Elite:Dangerous - Systems Architecture

SirShootalot · Sep 30, 2014

Hi,

As a senior systems engineer / solutions architect I'm curious about the architecture behind the whole ED platform, how servers are connected globally, how many there are, how they've been spec'ed, physical or virtual, what OS, how spread they are, what kind of storage is used, backend DB technology, what load balancing measures have been put in place, etc.

Is this fully classified information? Any high level public facing documentation available?

Not sure if this is the only server/cluster for this part of the world but the IP/VIP I'm connected to from the UK is hosted on Amazon EC2. Are you using Amazon globally? Infrastructure as a Service model?

I realise this might be boring talk for most but I find it extremely interesting.

Cheers

Herne · Sep 30, 2014

I was under the impression that it uses peer to peer technology for the instancing.

Central server for the background economy simulation. That's as far as my understanding goes though, and even here i may be mistaken

RickDangerous · Sep 30, 2014

As another systems engineer I endorse this question

Would be great to know the answers, though they would be subject to change etc.

Iain M Norman · Sep 30, 2014

This is just what I've learned over time, from various sources, things FD have publically said and poking around.

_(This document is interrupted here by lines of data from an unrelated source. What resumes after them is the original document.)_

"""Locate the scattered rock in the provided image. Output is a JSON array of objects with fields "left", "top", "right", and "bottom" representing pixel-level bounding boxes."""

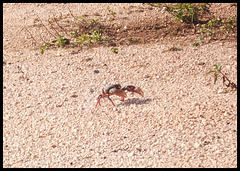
[
  {"left": 93, "top": 69, "right": 99, "bottom": 74},
  {"left": 144, "top": 74, "right": 150, "bottom": 78},
  {"left": 218, "top": 89, "right": 228, "bottom": 94}
]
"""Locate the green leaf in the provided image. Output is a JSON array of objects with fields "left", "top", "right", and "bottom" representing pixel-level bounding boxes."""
[
  {"left": 214, "top": 72, "right": 218, "bottom": 84},
  {"left": 207, "top": 70, "right": 216, "bottom": 74}
]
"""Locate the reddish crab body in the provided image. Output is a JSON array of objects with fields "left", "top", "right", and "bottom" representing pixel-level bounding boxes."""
[{"left": 96, "top": 84, "right": 143, "bottom": 106}]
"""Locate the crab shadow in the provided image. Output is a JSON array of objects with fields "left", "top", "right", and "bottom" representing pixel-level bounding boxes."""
[{"left": 118, "top": 98, "right": 152, "bottom": 106}]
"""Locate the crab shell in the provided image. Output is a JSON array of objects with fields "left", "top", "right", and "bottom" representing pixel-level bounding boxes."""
[{"left": 109, "top": 88, "right": 127, "bottom": 98}]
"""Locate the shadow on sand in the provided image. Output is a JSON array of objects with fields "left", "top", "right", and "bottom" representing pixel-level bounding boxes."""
[{"left": 120, "top": 98, "right": 152, "bottom": 106}]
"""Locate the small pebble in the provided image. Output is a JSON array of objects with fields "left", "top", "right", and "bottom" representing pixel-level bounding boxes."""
[
  {"left": 218, "top": 90, "right": 227, "bottom": 94},
  {"left": 89, "top": 88, "right": 94, "bottom": 93},
  {"left": 144, "top": 74, "right": 150, "bottom": 78},
  {"left": 93, "top": 69, "right": 99, "bottom": 74}
]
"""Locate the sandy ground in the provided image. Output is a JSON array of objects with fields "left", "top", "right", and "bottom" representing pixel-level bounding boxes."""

It's quite a hybrid system.

Much of it is on AWS yes.

There are multiple game servers, which is the IPs you see in the client, these deal with setting up P2P islands and matching and the like. These are virtual machines and more are automatically instanced when more are needed.

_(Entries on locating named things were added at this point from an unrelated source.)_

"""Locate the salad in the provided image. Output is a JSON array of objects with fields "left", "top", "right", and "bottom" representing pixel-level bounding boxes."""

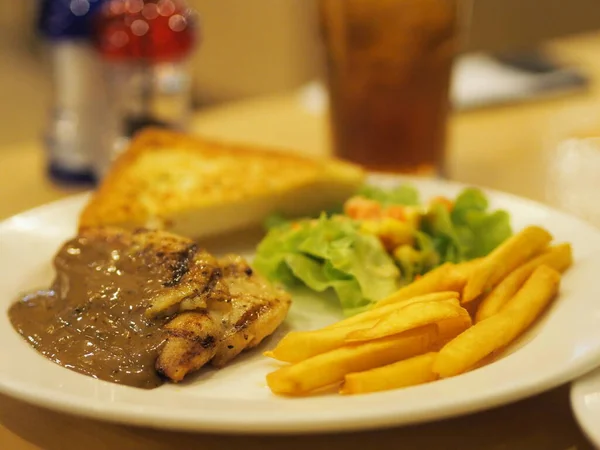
[{"left": 254, "top": 185, "right": 512, "bottom": 316}]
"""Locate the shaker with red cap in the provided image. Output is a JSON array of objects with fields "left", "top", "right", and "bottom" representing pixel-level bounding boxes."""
[{"left": 93, "top": 0, "right": 198, "bottom": 178}]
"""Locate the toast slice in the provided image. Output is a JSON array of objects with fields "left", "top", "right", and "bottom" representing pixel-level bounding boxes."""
[{"left": 79, "top": 128, "right": 366, "bottom": 239}]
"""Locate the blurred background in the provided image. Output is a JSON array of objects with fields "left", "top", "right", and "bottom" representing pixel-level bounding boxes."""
[
  {"left": 0, "top": 0, "right": 600, "bottom": 224},
  {"left": 0, "top": 0, "right": 600, "bottom": 148}
]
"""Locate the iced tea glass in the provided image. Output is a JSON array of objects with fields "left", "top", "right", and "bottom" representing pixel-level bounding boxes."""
[{"left": 319, "top": 0, "right": 468, "bottom": 176}]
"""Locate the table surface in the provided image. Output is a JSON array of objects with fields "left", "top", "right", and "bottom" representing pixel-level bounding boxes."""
[{"left": 0, "top": 34, "right": 600, "bottom": 450}]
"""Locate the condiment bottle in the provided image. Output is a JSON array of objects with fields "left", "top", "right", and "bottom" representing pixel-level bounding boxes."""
[
  {"left": 94, "top": 0, "right": 197, "bottom": 178},
  {"left": 37, "top": 0, "right": 104, "bottom": 183}
]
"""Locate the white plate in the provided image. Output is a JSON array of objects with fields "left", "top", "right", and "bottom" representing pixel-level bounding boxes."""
[
  {"left": 0, "top": 177, "right": 600, "bottom": 433},
  {"left": 571, "top": 369, "right": 600, "bottom": 448}
]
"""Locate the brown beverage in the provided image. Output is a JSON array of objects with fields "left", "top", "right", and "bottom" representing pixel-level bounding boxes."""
[{"left": 320, "top": 0, "right": 461, "bottom": 175}]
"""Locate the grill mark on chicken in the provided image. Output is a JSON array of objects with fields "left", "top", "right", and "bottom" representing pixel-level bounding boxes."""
[{"left": 163, "top": 244, "right": 198, "bottom": 287}]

Some of these game servers are dedicated to players from different regions of the world, although I think at the moment they are all in Dublin, but that could of course change easily I suspect.

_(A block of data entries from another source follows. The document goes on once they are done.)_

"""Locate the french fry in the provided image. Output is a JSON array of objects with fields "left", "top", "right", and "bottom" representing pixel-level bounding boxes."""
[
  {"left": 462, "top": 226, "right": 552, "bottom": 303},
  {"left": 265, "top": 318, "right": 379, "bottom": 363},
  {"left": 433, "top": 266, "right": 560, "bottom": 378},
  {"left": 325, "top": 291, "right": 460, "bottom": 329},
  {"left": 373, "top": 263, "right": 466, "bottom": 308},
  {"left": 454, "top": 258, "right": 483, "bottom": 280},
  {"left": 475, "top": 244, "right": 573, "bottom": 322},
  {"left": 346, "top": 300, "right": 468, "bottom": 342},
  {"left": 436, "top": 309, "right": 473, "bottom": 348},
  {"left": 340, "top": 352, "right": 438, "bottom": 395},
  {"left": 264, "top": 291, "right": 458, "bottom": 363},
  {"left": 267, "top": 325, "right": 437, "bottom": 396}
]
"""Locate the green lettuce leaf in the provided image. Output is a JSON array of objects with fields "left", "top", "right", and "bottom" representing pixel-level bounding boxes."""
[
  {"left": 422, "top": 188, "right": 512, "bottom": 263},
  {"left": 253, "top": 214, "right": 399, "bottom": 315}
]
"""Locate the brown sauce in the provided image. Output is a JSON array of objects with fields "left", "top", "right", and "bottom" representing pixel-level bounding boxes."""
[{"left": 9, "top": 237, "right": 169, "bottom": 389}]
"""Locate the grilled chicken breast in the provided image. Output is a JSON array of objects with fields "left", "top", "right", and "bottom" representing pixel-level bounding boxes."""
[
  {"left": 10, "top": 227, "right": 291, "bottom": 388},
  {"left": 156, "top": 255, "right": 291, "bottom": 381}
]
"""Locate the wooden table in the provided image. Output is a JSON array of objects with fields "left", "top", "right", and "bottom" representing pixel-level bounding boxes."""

In the network log the game servers have a name like WIN-UJO7F3XL804.

There are also the persistent world servers, there's only one endpoint for the API, but of course there could be load balanced clusters behind that.

SirShootalot · Sep 30, 2014

Iain M Norman said:
Some of these game servers are dedicated to players from different regions of the world, although I think at the moment they are all in Dublin, but that could of course change easily I suspect.

To my knowledge AWS only host from Ireland yeah when it comes to Europe.
I imagined there'd be some proxies in the Sates / Asia and SE Asia too though...

Not exactly sure how connectivity works though with regards to choosing Solo/Close Group or OP...My friend and I connected via CG, got on the same server, then left to go OP and there seems to be some session persistence going on since we found each other in OP too...For all I know that is just the load balanced VIP that everyone connects to though. Hard to tell.

fergal · Sep 30, 2014

The address I login to is:
55.195.145.163
Which is in Arizona

Seonid · Sep 30, 2014

fergal said:
The address I login to is:
55.195.145.163
Which is in Arizona

The registered address of that net-block is in AZ, doesn't mean that what the IP address ends up on is also there.

Stoo · Sep 30, 2014

Seonid said:
The registered address of that net-block is in AZ, doesn't mean that what the IP address ends up on is also there.

Correct. My office IP is registered in Germany, but last time I looked we were in Wiltshire

SirShootalot · Sep 30, 2014

Stoo said:
Correct. My office IP is registered in Germany, but last time I looked we were in Wiltshire

This awkward Truman Show moment...

VR Mr Teatime · Sep 30, 2014

I would expect FD to be using AWS in a PaaS sense with their own application/server code providing "clustering" for the persistent elements of the galaxy globally, P2P session handling and the elements they have had to move to CS (Stations). There is likely a central patch propagation and admin server somewhere behind those servers, which may or may not be in AWS (possibly two for resilience, if they are on premise).

For the database portion for markets etc. probably MySQL although might be MS SQL (iirc Eve uses the latter).

Specs is largely irrelevant these days, as you can throw as many "cores" and virtual RAM at each server as needed, but from observation it looks like there's roughly 1000 (possibly more now) players per server or presented IP in any case.

Player to player interactions are P2P using a bubble technique (there's a couple of guys at least on here that I know that know about this stuff in great detail).

SirShootalot · Sep 30, 2014

Mr Teatime said:
I would expect FD to be using AWS in a PaaS sense with their own application/server code providing "clustering" for the persistent elements of the galaxy globally, P2P session handling and the elements they have had to move to CS (Stations).

OK that would make sense.

Mr Teatime said:
There is likely a central patch propagation and admin server somewhere behind those servers, which may or may not be in AWS (possibly two for resilience, if they are on premise).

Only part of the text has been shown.